In any event, Lena had no right to assert her fifth amendment right against self-incrimination. Lena’s statement was such a silly response. If defense counsel were allowed to ask Lena this question, a trial judge’s response to Lena would have been to order her “to answer the question or I will hold you, Ms. Luthor, in contempt of court and incarcerate you in jail until you decide to answer the question.” Of course, the Supergirl writers wanted Lena on the street to be kidnapped by Ben Lockwood to force Kara to reveal her identity as Supergirl.
This is the second time Lena has said something silly on the witness stand in a criminal trial. The first time was when she testified against Lex in season four’s “House of L” episode and said that she herself had “submitted our every correspondence into evidence.” Lena submitted nothing into evidence. The prosecutor took the evidence Lena may have provided the prosecutor and the prosecutor submitted the correspondence into evidence for the jury’s consideration. Lena was a mere witness and not the prosecutor.
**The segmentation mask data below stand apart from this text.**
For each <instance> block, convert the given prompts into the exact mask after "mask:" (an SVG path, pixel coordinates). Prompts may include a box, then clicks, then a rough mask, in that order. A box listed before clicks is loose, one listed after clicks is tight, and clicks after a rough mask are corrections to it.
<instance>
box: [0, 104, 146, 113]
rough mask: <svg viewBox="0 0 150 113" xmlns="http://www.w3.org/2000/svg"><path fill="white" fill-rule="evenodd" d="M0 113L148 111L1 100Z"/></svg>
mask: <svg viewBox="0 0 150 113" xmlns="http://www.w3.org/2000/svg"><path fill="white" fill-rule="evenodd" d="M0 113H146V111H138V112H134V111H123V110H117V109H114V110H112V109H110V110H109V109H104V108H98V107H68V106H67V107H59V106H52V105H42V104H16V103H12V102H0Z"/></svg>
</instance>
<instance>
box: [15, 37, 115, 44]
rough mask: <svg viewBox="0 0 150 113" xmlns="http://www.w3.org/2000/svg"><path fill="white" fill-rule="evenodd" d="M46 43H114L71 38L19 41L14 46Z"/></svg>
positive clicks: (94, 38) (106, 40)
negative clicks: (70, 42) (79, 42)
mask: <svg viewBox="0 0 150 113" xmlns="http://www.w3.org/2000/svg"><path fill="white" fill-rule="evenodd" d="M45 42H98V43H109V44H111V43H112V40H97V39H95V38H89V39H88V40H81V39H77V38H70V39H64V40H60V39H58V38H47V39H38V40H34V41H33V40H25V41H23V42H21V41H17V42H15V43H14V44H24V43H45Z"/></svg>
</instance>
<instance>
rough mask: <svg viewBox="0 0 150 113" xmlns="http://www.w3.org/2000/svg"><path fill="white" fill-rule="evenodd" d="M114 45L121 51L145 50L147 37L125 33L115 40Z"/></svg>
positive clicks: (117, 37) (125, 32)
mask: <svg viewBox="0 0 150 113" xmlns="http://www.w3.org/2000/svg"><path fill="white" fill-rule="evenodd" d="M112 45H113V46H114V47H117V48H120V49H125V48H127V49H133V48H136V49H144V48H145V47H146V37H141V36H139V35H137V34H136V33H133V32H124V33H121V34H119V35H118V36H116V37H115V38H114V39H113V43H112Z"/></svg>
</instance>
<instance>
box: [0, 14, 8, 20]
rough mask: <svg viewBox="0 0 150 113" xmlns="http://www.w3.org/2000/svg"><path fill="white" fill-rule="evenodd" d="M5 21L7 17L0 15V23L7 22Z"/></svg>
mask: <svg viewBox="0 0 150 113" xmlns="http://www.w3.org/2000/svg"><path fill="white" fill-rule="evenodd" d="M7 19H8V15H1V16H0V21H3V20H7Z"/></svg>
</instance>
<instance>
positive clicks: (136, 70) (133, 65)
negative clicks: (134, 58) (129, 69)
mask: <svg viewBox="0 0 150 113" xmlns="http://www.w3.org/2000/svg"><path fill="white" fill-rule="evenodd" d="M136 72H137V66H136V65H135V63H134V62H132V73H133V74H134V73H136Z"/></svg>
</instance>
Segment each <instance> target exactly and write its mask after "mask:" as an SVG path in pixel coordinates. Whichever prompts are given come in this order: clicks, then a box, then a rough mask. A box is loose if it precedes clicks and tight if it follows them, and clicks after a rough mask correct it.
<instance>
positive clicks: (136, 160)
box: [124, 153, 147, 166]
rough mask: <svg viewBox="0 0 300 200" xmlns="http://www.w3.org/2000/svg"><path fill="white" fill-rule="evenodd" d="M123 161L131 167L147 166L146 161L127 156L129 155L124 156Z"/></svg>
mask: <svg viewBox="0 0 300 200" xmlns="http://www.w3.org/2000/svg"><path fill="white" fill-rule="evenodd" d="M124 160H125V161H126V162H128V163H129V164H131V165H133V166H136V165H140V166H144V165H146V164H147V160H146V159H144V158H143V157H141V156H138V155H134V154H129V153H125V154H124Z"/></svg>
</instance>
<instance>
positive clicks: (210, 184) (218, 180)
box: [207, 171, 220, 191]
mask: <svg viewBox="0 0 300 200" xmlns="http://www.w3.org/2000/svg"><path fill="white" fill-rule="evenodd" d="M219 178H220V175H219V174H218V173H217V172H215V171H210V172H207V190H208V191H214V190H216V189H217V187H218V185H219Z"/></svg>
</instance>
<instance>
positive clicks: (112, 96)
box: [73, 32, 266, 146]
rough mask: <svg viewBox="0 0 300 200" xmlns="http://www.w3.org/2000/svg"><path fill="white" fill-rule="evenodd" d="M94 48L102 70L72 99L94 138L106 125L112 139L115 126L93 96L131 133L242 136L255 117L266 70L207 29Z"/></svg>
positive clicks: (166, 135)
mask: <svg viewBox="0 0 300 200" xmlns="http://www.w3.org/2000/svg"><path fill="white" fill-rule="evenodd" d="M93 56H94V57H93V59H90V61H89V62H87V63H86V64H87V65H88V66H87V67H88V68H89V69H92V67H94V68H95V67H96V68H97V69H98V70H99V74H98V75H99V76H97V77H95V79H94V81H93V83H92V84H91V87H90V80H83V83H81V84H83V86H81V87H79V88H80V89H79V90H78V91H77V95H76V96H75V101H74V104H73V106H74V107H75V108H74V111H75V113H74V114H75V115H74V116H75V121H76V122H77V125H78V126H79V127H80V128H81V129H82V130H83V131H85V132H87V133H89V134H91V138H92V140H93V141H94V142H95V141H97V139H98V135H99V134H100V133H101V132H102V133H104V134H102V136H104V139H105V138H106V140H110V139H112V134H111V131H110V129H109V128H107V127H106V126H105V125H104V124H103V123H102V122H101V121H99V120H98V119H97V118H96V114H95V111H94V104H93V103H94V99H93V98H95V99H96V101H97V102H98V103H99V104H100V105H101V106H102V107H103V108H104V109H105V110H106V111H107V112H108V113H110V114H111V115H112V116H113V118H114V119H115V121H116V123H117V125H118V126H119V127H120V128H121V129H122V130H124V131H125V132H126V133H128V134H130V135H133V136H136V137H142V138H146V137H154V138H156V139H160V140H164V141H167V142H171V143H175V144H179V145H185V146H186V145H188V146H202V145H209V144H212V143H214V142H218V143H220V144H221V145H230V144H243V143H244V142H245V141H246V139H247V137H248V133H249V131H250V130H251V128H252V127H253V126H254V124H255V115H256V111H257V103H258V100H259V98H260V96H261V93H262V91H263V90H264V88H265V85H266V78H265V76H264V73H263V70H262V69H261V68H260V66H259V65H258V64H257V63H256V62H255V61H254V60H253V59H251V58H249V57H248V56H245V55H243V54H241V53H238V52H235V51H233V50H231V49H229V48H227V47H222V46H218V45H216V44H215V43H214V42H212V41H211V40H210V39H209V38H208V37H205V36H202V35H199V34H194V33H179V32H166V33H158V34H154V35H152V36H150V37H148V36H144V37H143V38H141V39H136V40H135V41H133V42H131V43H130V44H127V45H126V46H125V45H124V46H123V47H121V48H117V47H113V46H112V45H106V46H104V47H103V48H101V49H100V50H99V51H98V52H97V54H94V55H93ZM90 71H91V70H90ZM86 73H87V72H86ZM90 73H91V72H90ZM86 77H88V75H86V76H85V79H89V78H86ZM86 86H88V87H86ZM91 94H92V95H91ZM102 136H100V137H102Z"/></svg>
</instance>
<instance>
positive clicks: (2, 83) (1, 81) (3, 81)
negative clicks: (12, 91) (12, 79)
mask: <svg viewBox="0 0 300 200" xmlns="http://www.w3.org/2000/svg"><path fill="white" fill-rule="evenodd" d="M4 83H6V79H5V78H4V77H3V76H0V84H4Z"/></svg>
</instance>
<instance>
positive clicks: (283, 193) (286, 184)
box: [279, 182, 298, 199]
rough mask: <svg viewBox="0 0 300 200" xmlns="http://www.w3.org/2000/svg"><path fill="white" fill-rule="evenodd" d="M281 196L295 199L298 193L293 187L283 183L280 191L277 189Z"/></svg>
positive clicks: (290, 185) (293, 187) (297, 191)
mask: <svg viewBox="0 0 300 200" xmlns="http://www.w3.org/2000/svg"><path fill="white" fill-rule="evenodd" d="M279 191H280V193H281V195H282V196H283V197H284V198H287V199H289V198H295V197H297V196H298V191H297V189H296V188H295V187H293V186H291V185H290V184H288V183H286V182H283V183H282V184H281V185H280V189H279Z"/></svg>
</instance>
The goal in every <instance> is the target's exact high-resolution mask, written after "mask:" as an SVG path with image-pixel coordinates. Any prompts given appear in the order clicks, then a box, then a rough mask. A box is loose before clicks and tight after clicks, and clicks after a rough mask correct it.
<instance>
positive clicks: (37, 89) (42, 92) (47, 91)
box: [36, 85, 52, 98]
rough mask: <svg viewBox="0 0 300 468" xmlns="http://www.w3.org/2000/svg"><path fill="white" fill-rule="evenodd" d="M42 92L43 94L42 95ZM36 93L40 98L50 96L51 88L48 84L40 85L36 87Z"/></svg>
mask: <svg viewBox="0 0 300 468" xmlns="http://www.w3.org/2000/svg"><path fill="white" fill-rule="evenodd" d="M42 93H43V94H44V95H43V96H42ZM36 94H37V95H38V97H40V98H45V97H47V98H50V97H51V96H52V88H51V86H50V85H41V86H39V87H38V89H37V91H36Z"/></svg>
Lena also talked herself out of an arrest by the FBI by having Eve hold her at gunpoint with Lena explaining that all of the alleged criminal acts were actually committed by Eve.
Clearly, this show is written without regard to the accuracy of criminal procedural and arrest law.
Whether or not Lena taking the fifth depends on things we don’t know, I am afraid.
The fifth amendment protects an individual against self-incrimination. “Taking the fifth” is shorthand for “I decline to answer because the answer may incriminate me.” Taking the fifth is not a “free pass” not to answer questions you would prefer not to answer for any other reason. If the answer to the question will not put the person speaking in criminal jeopardy, she cannot “take the fifth”.
In the case of Lena, if she just didn’t want to reveal Supergirl’s identity, then it was not used properly at all.
But, it would have been appropriate if there was a risk she could be prosecuted for aiding and abetting a crime Supergirl committed – wanton destruction of property, perhaps? Or harboring an alien, if there was no Alien Amnesty Act. I’m sure you can have some fun thinking of a whole bunch of other things Kara might have done with Lena that would be crimes that could get her prosecuted.